Biden’s package also provides funding to small businesses, specifically those owned by minority and female entrepreneurs. The stimulus package provides flexible, equitably distributed grants to more than 1 million of the hardest hit businesses. The package will also leverage $35 billion to invest in state, local, tribal, and non-profit small business financing programs to generate $175 billion in low-interest loans and venture capital to help entrepreneurs, especially those in the clean energy sector.

The investment will help innovate, create, and maintain jobs, build wealth, and provide the essential goods and services that communities depend on.

“Our rescue plan will provide flexible grants to help the hardest hit small businesses survive the pandemic,” Biden said. “And low-cost capital to help entrepreneurs of all backgrounds create and maintain jobs, plus provide the essential goods and services that communities depend on.

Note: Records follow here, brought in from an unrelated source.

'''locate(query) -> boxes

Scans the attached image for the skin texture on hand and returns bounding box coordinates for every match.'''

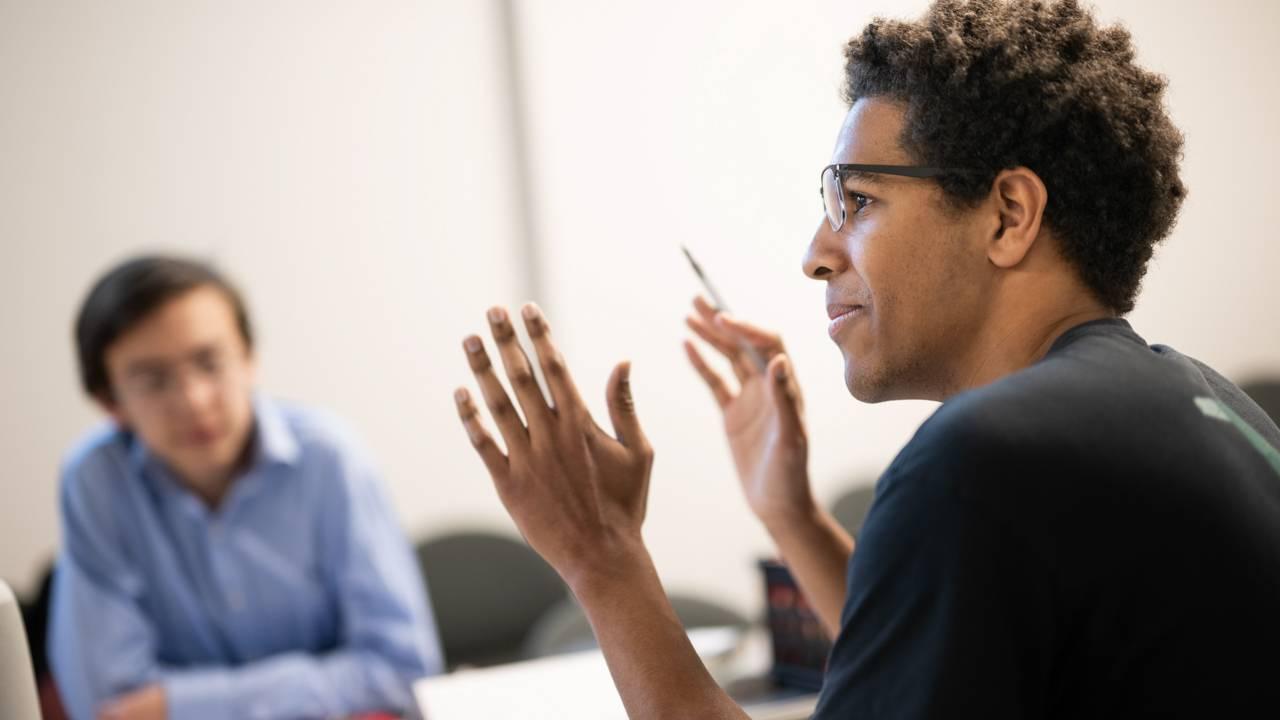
[97,684,169,720]
[685,297,854,637]
[685,297,813,524]
[454,305,746,719]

“It will focus on small businesses on Main Street. It will focus on minority-owned small businesses and women-owned small businesses finally having equal access to the resources they need to reopen and rebuild” Biden added.

Despite the lofty goals of Biden’s stimulus package, the administration expects resistance from Republicans. A senior Democratic aide told Politico that getting the 60 votes to pass the bill isn’t “out of the realm of possibility,” but also added Democrats won’t have patience for political games and are preparing to use the budget reconciliation process to pass the bill without Republican support.

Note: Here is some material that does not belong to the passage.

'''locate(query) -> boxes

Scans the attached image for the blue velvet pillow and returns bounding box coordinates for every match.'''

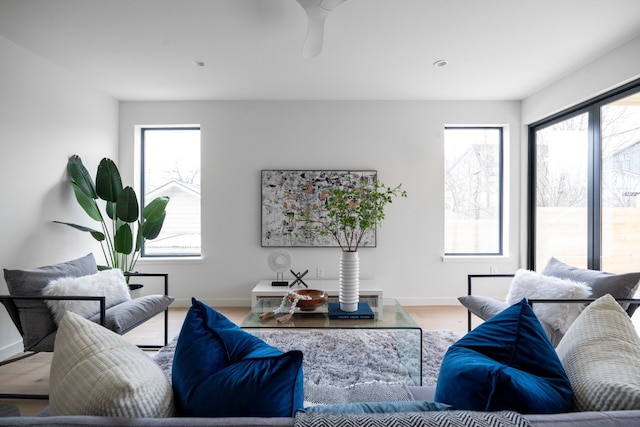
[435,299,573,414]
[171,298,304,417]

The second coronavirus relief package took more than seven months to negotiate and came up significantly short of what Democrats originally wanted. While Democrats will have more power this time around, it’s not enough that Republicans can’t throw a wrench into the plans.

Less, than a day after Biden released the plan, Republican are saying no to it. Sen. Pat Toomey (R-Pa.) blasted the plan as wasteful and economically harmful.

“Sending another $1,400 to children, the deceased, and tens of millions of workers who haven’t missed a paycheck, like federal and state employees, is senseless and will likely slow down a recovery in . employment,” Toomey said Friday. “It was a bad idea two weeks ago and it’s a bad idea now.”